De sortir sans être vue, ça n’est pas malin !

 

– Et de rentrer ?

 

– De rentrer aussi, dame ! À trois heures du matin, il n’entendrait pas Dieu tonner.

 

– Mais le lendemain, ma chérie, quand ils ont su ?…

 

– Ils ont cru au suicide, comme tout le monde. Papa m’a embrassée. Il avait vu M. le marquis la veille. M. le marquis n’avait rien avoué. « Il a pris peur tout de même », a dit papa… Il a dit aussi : « Pour le mioche, on s’arrangera ; Gallet a le bras long. » Car ils voulaient te demander conseil. Mais je n’ai pas voulu.

 

– Tu n’as donc rien avoué non plus ?

 

– Non !

 

– Et sitôt le… l’acte commis… tu t’es sauvée ?

 

– J’ai couru seulement jusqu’à la mare pour laver mes souliers.

 

– Tu n’as rien pris, rien emporté ?

 

– Qu’est-ce que j’aurais pris ?

 

– Et qu’as-tu fait de tes souliers ?

 

– Je les ai brûlés, avec mes bas, dans notre four.

 

– J’ai vu le… j’ai examiné le cadavre, dit encore Gallet.
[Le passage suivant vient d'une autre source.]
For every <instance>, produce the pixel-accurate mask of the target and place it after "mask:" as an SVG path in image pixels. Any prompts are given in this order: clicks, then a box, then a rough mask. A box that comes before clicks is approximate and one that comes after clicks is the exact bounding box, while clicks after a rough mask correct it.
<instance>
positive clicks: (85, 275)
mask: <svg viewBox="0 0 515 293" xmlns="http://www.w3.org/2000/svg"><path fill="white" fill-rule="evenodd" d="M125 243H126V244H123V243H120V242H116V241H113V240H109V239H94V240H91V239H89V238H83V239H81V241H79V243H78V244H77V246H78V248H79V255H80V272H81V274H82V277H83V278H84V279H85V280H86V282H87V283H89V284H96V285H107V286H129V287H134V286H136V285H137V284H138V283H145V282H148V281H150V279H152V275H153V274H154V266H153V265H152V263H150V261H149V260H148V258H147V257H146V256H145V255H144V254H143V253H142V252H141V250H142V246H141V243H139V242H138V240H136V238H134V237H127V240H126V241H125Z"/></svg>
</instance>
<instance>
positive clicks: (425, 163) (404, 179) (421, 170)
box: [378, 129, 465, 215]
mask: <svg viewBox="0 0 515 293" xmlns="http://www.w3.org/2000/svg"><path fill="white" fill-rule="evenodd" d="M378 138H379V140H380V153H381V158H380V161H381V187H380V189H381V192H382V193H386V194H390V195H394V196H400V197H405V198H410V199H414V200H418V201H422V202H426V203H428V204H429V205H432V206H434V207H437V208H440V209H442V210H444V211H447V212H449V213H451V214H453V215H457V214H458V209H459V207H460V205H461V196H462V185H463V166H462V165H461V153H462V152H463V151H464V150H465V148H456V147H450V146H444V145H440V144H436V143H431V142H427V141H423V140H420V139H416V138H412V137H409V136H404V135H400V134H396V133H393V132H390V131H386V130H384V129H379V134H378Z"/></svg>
Le suicide semblait évident. Le coup avait été tiré si près !

 

– Sous son menton, oui, dit Mouchette. J’étais tellement plus petite que lui, et il avançait tout droit… Il n’avait pas peur.

 

– Le… le défunt avait-il en sa possession des objets… des lettres ?…

 

– Des lettres ! fit Mouchette en haussant dédaigneusement les épaules. Pour quoi faire ?

 

« Cela paraît vraisemblable », pensa Gallet. Et il entendit avec surprise sa propre voix répéter tout haut sa pensée.

 

– Tu vois ! triompha Mouchette. Ça pesait vraiment trop dans ma tête ! Elle peut venir maintenant, ta Zéléda, tu vas voir ! Je serai sage comme une image. « Bonjour, Germaine. » (Elle se levait pour faire devant la glace une révérence.) Bonjour, madame…

 

Mais le médecin de Campagne ne sut pas dissimuler plus longtemps. Contracté par la peur, il se détendit tout à coup, et laissa échapper sa ruse, comme un animal pressé par les chiens, enfin libre, lâche l’urine.

 

– Ma fille, tu es folle, dit-il dans un long soupir.

 

– Hein ? Quoi ? s’écria Mouchette. Tu…

 

– Je ne crois pas un mot de cette histoire-là.

 

– Ne le répète pas deux fois, dit-elle entre ses dents. Il agitait la main en souriant, comme pour l’apaiser.

 

– Écoute, Philogone, reprit-elle d’une voix suppliante (et l’expression de son visage changeait plus vite même que la voix). J’ai menti tout à l’heure ; je faisais la brave. C’est vrai que je ne peux plus vivre, ni respirer, ni voir seulement le jour à travers cet affreux mensonge. Voyons ! J’ai tout dit maintenant ! Jure-moi que j’ai tout dit ?

 

– Tu as fait un vilain rêve, Mouchette. Elle supplia de nouveau :

 

– Tu me rendras folle. Si je doute de cela aussi, que croirai-je ? Mais qu’est-ce que je dis, reprit-elle, d’une voix perçante. Depuis quand refuse-t-on de croire la parole d’un assassin qui s’accuse, et qui se repent ? Car je me repens !… Oui… oui…

 

Je te ferai ce tour de me repentir, moi qui te parle. Et, si tu m’en défies, j’irai leur raconter à tous mon rêve, ce fameux rêve ! Ton rêve !

 

Elle éclata de rire. Gallet reconnut ce rire, et blêmit.

 

– J’ai été trop loin, bégaya-t-il. C’est bon, Mouchette, c’est bon, n’en parlons plus.

 

Elle consentit à baisser le ton :

 

– Je t’ai fait peur, dit-elle.

 

– Un peu, fit-il. Tu es en ce moment si nerveuse, si impulsive… Laissons cela. J’ai mon opinion faite, à présent.

 

Elle tressaillit.

 

– En tout cas, tu n’as rien à craindre. Je n’ai rien vu, rien entendu. D’ailleurs, ajouta-t-il imprudemment, moi, ni personne…

 

– Cela signifie ?

 

– Que vraie ou fausse, ton histoire ressemble à un rêve…

 

– C’est-à-dire ?

 

– Qui t’a vue sortir ? Qui t’a vue rentrer ? Quelle preuve a-t-on ? Pas un témoin, pas une pièce à conviction, pas un mot écrit, pas même une tache de sang… Suppose que je m’accuse moi-même. Nous serions manche à manche, ma petite.